S
sedonaman
Guest
So what’s the difference? Aren’t the concepts what count? Sounds like this “Word of Allah” claim is a “well,-you-just-don’t-understand-Arabic” escape hatch of last resort, fabricated to dismiss criticisms of Islam.He is right, since the revelation of Allah has been conveyed to His messenger in the arabic language, the Arabic Qur’an is what we believe to be the Literal word of God, a translation of it in any given language, be it in english is all it is, a ‘translation of the word of God’ and not the ‘Word of God’ in the literal sense of the term.

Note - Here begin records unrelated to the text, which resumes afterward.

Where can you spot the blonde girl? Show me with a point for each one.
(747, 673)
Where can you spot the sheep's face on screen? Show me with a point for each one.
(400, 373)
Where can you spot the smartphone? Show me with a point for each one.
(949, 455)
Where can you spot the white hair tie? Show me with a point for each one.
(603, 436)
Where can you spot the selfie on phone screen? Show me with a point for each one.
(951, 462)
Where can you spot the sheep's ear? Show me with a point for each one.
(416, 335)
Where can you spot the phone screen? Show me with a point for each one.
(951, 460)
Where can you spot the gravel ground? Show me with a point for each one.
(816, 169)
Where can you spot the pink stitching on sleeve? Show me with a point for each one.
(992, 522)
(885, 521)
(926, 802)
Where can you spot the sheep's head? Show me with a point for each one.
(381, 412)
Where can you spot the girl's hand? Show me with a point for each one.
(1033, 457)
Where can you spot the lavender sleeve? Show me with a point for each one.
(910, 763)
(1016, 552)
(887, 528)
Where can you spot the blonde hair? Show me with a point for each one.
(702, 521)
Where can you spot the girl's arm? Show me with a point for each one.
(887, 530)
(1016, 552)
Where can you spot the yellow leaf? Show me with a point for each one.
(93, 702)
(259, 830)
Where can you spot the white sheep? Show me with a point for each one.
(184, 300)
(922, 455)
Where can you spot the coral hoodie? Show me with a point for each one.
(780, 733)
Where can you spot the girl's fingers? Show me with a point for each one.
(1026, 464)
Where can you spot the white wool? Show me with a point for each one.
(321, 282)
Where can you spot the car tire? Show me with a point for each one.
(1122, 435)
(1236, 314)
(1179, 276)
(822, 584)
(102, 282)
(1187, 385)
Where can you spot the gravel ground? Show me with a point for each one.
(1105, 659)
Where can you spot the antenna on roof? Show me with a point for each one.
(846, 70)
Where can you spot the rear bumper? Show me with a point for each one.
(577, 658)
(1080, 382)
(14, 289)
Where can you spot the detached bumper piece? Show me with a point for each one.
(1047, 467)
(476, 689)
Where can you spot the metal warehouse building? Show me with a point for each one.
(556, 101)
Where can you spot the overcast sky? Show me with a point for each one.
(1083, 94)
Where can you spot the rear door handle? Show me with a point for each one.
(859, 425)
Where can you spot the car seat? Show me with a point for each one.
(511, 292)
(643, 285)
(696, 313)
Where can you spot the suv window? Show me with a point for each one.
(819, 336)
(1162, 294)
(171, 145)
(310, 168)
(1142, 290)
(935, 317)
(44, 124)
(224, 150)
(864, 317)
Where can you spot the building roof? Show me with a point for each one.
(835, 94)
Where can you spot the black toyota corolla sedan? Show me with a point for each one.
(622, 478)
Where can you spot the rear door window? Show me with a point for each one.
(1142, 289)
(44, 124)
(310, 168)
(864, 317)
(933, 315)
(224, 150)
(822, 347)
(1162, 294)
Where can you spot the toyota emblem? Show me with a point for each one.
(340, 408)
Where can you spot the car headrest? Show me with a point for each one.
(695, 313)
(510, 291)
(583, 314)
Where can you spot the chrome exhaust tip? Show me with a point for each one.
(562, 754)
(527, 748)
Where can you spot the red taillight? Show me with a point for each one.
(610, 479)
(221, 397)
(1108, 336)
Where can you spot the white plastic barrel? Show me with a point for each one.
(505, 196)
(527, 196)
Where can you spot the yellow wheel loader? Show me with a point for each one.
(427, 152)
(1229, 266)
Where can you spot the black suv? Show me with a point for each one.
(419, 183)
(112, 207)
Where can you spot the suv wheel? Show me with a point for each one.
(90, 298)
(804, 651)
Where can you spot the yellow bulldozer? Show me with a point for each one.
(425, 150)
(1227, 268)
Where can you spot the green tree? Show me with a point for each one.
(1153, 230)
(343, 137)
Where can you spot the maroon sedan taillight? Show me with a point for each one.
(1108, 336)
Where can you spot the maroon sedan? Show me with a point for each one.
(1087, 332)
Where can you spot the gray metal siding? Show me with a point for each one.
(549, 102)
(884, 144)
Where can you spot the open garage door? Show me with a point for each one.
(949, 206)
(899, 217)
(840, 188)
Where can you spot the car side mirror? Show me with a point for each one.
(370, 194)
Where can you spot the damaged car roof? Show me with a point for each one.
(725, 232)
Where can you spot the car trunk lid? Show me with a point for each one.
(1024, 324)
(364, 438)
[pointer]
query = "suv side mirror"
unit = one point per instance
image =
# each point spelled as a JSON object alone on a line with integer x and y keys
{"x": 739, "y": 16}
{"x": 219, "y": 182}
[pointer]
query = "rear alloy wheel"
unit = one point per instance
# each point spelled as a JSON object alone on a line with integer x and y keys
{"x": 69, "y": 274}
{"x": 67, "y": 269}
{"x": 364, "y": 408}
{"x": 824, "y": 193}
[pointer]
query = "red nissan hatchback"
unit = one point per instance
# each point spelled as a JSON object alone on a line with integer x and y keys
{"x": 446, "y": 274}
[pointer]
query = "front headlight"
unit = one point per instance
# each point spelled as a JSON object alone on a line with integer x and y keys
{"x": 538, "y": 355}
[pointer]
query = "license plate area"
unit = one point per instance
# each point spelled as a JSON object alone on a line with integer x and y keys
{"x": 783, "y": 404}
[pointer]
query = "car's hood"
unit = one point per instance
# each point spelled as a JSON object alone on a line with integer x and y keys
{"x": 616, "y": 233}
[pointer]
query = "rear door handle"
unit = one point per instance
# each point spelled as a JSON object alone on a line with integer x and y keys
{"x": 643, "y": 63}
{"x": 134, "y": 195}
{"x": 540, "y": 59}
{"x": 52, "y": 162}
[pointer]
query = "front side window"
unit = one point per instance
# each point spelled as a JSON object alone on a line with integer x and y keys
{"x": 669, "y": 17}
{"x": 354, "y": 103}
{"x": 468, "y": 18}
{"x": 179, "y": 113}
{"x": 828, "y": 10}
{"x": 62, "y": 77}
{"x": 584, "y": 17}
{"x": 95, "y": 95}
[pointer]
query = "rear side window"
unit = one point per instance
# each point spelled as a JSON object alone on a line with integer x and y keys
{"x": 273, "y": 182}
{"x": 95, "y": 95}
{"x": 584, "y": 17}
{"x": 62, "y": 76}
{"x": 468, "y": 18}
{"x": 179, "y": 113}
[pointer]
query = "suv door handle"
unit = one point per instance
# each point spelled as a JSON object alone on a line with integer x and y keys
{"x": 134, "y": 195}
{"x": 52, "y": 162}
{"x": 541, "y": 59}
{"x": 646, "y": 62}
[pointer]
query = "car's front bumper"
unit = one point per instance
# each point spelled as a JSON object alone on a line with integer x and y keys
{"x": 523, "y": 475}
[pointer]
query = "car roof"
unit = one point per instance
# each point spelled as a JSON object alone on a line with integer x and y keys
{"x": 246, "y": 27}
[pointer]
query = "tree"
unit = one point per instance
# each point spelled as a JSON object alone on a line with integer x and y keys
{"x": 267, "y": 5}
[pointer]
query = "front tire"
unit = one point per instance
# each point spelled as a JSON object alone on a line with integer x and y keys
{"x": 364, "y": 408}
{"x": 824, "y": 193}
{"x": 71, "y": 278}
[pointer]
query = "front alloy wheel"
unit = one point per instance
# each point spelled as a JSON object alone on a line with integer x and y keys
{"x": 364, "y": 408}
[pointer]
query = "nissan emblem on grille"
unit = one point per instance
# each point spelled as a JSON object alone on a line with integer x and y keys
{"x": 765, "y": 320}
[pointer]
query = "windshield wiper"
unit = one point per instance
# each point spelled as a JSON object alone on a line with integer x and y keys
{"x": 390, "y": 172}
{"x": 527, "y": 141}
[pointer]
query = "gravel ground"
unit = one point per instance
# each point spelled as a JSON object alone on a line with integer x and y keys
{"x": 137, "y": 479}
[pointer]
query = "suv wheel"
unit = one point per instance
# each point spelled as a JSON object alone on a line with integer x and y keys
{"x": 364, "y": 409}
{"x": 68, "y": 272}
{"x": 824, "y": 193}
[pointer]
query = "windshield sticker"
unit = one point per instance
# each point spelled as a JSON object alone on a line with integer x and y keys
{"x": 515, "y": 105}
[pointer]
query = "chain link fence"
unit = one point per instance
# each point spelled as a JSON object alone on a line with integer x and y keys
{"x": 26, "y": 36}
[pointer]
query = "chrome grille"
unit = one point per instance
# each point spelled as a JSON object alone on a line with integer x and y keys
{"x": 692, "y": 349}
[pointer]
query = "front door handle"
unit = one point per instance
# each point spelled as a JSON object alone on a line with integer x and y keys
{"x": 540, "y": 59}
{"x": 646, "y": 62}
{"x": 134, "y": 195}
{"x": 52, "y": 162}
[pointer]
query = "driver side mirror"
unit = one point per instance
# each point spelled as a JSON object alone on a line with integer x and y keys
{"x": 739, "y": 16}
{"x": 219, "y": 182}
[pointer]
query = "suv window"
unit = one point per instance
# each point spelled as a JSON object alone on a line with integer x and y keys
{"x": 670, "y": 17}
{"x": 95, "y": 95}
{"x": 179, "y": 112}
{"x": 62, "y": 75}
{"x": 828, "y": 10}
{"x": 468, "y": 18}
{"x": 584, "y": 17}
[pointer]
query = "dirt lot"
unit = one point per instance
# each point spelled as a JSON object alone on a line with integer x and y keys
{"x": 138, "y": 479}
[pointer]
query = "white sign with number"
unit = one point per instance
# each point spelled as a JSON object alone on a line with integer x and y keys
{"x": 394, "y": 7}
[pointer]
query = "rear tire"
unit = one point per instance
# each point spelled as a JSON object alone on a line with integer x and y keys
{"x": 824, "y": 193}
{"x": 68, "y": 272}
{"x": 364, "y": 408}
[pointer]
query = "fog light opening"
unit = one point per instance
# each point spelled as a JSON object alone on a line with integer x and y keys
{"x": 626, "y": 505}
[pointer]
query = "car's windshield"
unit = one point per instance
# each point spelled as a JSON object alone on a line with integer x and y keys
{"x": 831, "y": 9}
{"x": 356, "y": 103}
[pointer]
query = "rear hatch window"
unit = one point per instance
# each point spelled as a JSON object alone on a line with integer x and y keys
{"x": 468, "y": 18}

You can believe anything you want, but now you have run into a problem. If there are concepts in Arabic that cannot be expressed other languages, it is virtually impossible for someone to learn Arabic if it cannot be translated into the only one he does know. Therefore, I submit that because most of the world’s Muslims don’t speak Arabic, they don’t know what they believe because, “Learning Arabic will be an advantage as there is a big difference between reading the translations of the Qur’an and the original text in Arabic.”A translation of the Qur’an is the human effort to convey the words of God in another language and it can’t be equate with the actual words of God as revealled in the arabic language.
This is one of the problems with fundamentalist religions. They take scriptures literally. Here’s a for-instance: Genesis Chapter 1 tells us that on the first day, God created light. But God did not create the sun, moon, and stars until the fourth day. So where did the light on the first day come from before the creation of the sun, moon, and stars on the fourth day? A literalist interpretation cannot produce an answer.
Then there is the question of which Arabic Qur’an is the “literal word of Allah”, the one in Arabic you buy hot off the presses today or the Yemeni Qur’an?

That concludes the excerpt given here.